Alexis went home after about 107 days in NICU and Bea
followed her a few days later- on Christmas eve, to be exact. I recall that as
being the best present ever. But Bea still had to use bottled oxygen, an
experience my son has written elegantly and powerfully about elsewhere. After
her release, she did have to visit the ER a couple of times for respiratory
problems, but those times were apparently not critically serious. However
shortly after her first birthday- where she and her sister tasted solid food
for the first time- she came down with a respiratory infection so serious that
doctors in the ER and PICU immediately intubated her. Her lungs, never fully
developed, could not handle the infections she had.
She never came off the respirator.
The month Beatrix spent on life support was so hard. We did
not initially understand how serious her condition was, and we had hope that
she would improve. Indeed, she did, at times. But for every rally there was a
relapse and her condition kept worsening. We would come and stay and then leave
when she seemed stable, and then come in again as she fell back.

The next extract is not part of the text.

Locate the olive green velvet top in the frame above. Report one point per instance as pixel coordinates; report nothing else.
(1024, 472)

She could not fight off the infection and the secondary
infections that followed. She died on October 19 of 2018. The entire family was
there, though only Noah and Megan were with her during those final moments. We
sang her “Twinkle Twinkle Little Star” and kissed her goodbye. I am tearing
right now just remembering this. Her ashes were buried on the grounds of the
Episcopal church founded by my daughter-in-law’s grandparents. She is buried
near the grandmother she never met, the only 2 people buried on the church
grounds.
It hurts. And however much it hurts me, how much more so for
mom and dad. I do not want to make this about me.
But I profess to moments of real existential angst. Bea was
there and then she was not. Where did she go? How do we not forget her? Times
goes on, memories fade. The church is in Illinois and I am in Dallas. I bought
a bracelet that I wear every day, and I made myself have “muscle memory” of Bea
whenever I put it on every morning. I wake every day thinking of her. This is
not an exaggeration.
This is why this insect garden, Bea’s Garden, is so
meaningful to me. Bea will never be forgotten. It is close to my kids’ home, we
can visit, we can see other children enjoy it, know that the community knows it
is there- so many people came to the dedication!